Placed on the reserve/non-football injury list last Oct. 25, seven months later Langi has been back in uniform, participating in this spring’s organized team activities heading into the upcoming week’s mandatory team minicamp on the practice fields behind Gillette Stadium.

“Things happen in the past, but I’m here today,” Langi said following Thursday’s OTA. “I just have to keep working every single day. It’s great to be out here, it’s a blessing to be out here, I love being out here. So, I just want to keep bringing energy every time I come out here.”

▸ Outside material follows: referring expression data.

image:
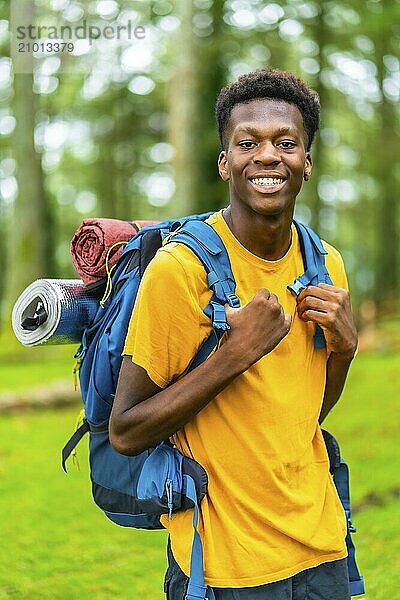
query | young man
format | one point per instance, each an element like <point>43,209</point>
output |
<point>272,524</point>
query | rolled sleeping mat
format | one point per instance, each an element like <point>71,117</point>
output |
<point>53,311</point>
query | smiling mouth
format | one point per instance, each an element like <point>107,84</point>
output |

Without question, Langi’s odds remain long as he bids to make the Patriots for a second straight year. For while the team may not be loaded with talent on the edge of its defense, it isn’t lacking for bodies there.

But then, Langi has faced a numbers game before, not only in football but merely in growing up in his household in South Jordan, Utah.

“I come from a big family and being the second oldest of 10 kids (seven boys and three girls), a lot of my brothers and sisters followed what I did,” said Langi. “If I’m always ‘Negative Nancy’ or only saw all the negative stuff it would be pretty rough growing up with me. I look up to my older brother and he’s a positive guy, too. Positive vibes are always good. You can never go wrong with being kind.”

Then again, when one has been through what his 6-foot-2, 252-pounder has been through, at this stage of the game he feels lucky simply to be ready, willing and able to play football.

“The accident was huge and it was a big setback, but it’s over with and I’m out here,” said Langi. “And, man, I’m just grateful. I love being out here. This is great. People ask me what I’m doing today and (I can tell them) I’m going to put a helmet on and come out here and work with the rest of the guys and give everything I’ve got. Man, that’s the best.

“I’m super grateful and super blessed that things didn’t turn in a different direction where I can’t be out here. Things didn’t and I’m out here and I’m grateful. I’m just going to come out here and hope and do everything I can to help this team win some games and hopefully go on to championships.”